軌跡~ある教員サークルの興亡~60
いざ会計へ行くと、一人4,300円。
実に学食の日替わりランチの十倍です。
小さい頃は、家族とも外食に行っていたので、その価格が理解できないほど高いのではないと知ってはいます。
が、更にケーキバイキングを控えての、大学一年生の出費として見てみると、破格に近い値段である気がします。
ドキドキする鼓動を押し殺しつつ支払いを済ませ、車に戻ってからは次の店が安くあることを願いました。
自分はケチではないと思います。
とはいえ浪費家とも言えず。
物を買う時は厳選します。
身に付けるものにこだわりがないし、食事にも興味がなく、趣味らしい趣味と言えば読書くらいです。
お金がかからない性格なので、いざそれを使うとなると慎重になってしまうのかもしれません。
要はお金を使い慣れていないからです。
学生時代に何にお金を使ったかと考えると、一番はやはり本だと思います。
貯金をお金の使い方に入れていいのならば、それが一位になります。
後に留学したり、大学院へ行ったりするのですが、それらは全部自費で賄えたので、貯蓄はうまかったのか、と考えましたが違うのでしょう。
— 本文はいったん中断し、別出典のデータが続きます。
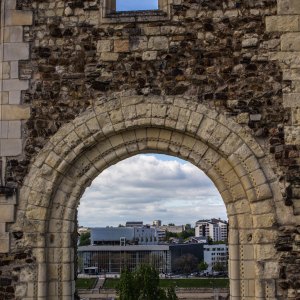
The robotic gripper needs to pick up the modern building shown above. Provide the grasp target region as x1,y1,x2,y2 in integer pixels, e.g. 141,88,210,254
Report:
170,244,204,272
78,244,204,274
153,220,161,227
195,219,228,241
204,244,228,274
78,245,171,274
91,226,159,246
125,221,144,227
158,225,185,233
155,227,166,241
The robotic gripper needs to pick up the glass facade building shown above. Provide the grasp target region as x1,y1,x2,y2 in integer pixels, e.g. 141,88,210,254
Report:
78,245,171,274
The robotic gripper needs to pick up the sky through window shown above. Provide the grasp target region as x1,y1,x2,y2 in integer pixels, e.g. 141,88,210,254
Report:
117,0,158,11
79,154,227,226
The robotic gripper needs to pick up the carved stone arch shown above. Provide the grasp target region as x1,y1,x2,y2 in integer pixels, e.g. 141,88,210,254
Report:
15,96,281,299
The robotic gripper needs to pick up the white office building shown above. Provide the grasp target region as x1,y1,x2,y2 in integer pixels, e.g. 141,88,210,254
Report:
195,219,228,241
91,226,159,246
204,244,228,274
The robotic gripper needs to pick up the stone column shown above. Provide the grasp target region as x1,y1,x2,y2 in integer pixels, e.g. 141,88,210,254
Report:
0,0,32,253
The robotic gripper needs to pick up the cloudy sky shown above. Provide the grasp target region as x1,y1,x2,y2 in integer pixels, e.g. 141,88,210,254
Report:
79,154,227,227
117,0,158,11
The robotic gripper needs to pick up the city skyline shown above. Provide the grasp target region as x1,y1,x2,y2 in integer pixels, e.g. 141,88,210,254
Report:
78,154,227,227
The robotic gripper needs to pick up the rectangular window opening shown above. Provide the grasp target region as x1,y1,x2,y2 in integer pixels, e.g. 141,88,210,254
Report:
116,0,159,12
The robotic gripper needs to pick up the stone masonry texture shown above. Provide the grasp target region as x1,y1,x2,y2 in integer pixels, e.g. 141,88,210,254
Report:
0,0,300,300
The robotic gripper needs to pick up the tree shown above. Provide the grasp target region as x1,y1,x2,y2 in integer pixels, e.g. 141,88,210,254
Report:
198,260,208,272
117,268,138,300
174,253,198,274
117,265,178,300
79,232,91,246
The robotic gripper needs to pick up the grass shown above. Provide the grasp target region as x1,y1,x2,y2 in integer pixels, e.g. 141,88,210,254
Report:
104,278,229,289
76,278,97,290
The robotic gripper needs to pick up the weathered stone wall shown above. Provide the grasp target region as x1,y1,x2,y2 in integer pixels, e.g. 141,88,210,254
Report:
0,0,300,299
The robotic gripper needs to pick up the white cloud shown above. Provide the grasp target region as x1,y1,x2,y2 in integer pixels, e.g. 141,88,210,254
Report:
78,155,226,226
117,0,158,11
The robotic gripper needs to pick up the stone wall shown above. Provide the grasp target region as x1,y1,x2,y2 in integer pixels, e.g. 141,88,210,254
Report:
0,0,300,299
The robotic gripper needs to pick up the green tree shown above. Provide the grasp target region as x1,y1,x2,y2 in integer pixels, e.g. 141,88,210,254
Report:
117,265,178,300
117,268,138,300
198,260,208,272
79,232,91,246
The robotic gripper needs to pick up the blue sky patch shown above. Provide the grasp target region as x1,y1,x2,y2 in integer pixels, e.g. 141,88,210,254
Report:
117,0,158,11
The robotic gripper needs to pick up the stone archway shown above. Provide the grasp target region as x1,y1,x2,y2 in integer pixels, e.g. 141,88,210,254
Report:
15,96,281,299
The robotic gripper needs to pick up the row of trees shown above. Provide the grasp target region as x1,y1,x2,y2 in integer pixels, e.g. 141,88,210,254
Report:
117,265,178,300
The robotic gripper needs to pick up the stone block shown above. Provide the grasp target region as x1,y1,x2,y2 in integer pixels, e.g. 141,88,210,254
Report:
4,0,17,9
5,10,32,26
142,51,157,60
97,40,112,52
281,32,300,51
2,105,30,121
10,61,19,79
129,36,148,51
292,107,300,125
0,92,9,104
148,36,169,50
3,43,29,61
0,139,22,156
269,51,300,69
283,93,300,108
4,26,23,43
2,79,29,92
282,69,300,80
277,0,300,15
0,233,9,253
0,121,8,139
8,91,21,104
266,15,300,31
101,52,119,61
114,40,129,52
0,204,15,223
284,126,300,146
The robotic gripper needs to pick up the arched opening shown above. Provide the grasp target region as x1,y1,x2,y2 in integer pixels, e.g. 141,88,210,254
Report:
18,97,279,299
77,153,229,296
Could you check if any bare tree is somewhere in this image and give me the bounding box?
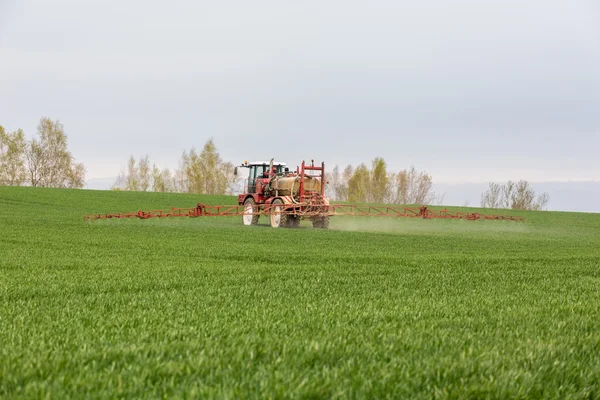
[348,164,371,203]
[367,157,390,203]
[391,167,436,204]
[0,125,27,186]
[137,154,152,192]
[113,139,235,194]
[481,180,550,210]
[325,165,341,200]
[25,118,85,188]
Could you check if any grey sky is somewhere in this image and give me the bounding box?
[0,0,600,200]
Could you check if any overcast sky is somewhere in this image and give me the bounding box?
[0,0,600,203]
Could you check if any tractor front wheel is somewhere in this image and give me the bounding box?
[271,199,288,228]
[242,197,260,226]
[313,217,329,229]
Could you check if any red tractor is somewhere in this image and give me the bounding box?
[235,160,329,229]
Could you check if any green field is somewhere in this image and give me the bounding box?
[0,187,600,399]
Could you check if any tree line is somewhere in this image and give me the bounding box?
[481,180,550,211]
[326,157,443,204]
[112,138,235,194]
[0,117,550,210]
[0,117,85,188]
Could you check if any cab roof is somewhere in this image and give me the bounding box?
[248,161,286,166]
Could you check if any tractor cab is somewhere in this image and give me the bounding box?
[235,161,289,193]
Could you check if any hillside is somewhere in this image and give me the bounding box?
[0,187,600,398]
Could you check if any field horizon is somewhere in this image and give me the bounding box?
[0,187,600,399]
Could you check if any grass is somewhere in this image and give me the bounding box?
[0,187,600,398]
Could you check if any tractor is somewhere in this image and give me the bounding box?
[234,159,329,229]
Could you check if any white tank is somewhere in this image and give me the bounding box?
[270,176,321,196]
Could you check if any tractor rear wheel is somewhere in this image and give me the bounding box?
[288,215,300,228]
[242,197,260,226]
[313,217,329,229]
[271,199,288,228]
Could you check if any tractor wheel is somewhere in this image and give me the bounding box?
[313,217,329,229]
[271,199,288,228]
[288,215,300,228]
[242,197,260,226]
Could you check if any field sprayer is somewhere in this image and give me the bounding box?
[83,159,525,229]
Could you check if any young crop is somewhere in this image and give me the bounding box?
[0,187,600,398]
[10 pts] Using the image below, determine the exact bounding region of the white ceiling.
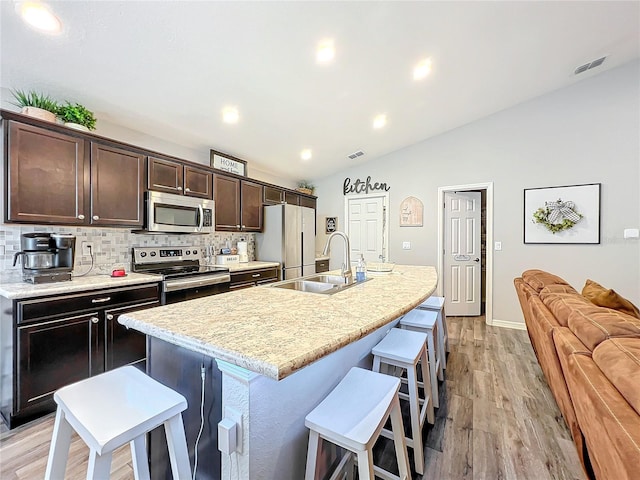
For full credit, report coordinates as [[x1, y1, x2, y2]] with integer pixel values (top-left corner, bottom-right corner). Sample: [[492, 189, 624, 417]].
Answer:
[[0, 0, 640, 180]]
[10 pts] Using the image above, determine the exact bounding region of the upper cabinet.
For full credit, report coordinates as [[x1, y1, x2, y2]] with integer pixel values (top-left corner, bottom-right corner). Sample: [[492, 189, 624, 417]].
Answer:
[[148, 157, 213, 199], [213, 173, 263, 232], [7, 121, 144, 227]]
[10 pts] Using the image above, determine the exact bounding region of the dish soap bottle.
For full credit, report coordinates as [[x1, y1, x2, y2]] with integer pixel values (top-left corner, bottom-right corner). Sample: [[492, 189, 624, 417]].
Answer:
[[356, 254, 367, 282]]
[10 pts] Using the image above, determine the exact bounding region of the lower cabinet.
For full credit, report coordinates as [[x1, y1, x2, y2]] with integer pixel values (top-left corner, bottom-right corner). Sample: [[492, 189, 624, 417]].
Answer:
[[2, 284, 160, 428], [229, 267, 279, 290]]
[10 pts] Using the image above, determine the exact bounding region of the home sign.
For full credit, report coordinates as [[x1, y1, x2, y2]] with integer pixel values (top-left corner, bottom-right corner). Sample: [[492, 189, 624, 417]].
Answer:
[[342, 175, 391, 195]]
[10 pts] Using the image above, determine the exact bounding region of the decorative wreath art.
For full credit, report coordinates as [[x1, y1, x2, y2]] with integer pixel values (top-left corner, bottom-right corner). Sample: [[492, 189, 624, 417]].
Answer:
[[533, 198, 582, 234]]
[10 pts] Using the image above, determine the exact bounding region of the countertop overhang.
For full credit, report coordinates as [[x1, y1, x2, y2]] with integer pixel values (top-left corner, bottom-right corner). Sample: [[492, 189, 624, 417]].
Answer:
[[119, 265, 438, 380]]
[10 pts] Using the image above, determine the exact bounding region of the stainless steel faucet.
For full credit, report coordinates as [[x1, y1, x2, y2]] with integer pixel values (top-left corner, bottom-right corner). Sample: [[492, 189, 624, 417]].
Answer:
[[322, 232, 353, 283]]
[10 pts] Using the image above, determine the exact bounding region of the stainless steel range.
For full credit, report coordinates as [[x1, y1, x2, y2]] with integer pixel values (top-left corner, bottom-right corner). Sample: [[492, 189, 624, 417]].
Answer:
[[132, 246, 231, 305]]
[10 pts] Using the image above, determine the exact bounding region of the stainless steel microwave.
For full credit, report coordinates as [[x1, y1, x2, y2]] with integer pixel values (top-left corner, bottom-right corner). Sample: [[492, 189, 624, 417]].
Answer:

結局のところ、お金の回し方が下手なだけだったのです。
つまらない学生生活、つまらない人生になるのももっともです。
華やかな娯楽にお金を使うことをしなかったのですから。
本須賀さんが運転する車は都心を行きます。
昼にバーミヤンへ寄った時に感じた、大学生だから金銭感覚は似たようなもの、との親近感は一切合財無くなっています。
本須賀さんと畑野さん、そして米野さんが異なる階級の人種に見えています。
貴族です。一般大衆の自分から見れば。
現に道路の上の案内板には赤坂とか書いてあります。
赤坂……。
また、地価が高い、つまりは高級な店しかないような通りを走っているな、と思いきや、なんとそこでスピードが落ちるじゃないですか。
窓からは、首を上向けても頂点の窺い知れない高層ビルが間近に見えます。
その威容、記憶にあります。
まさかとは思いましたが、車はその駐車場に入っていきます。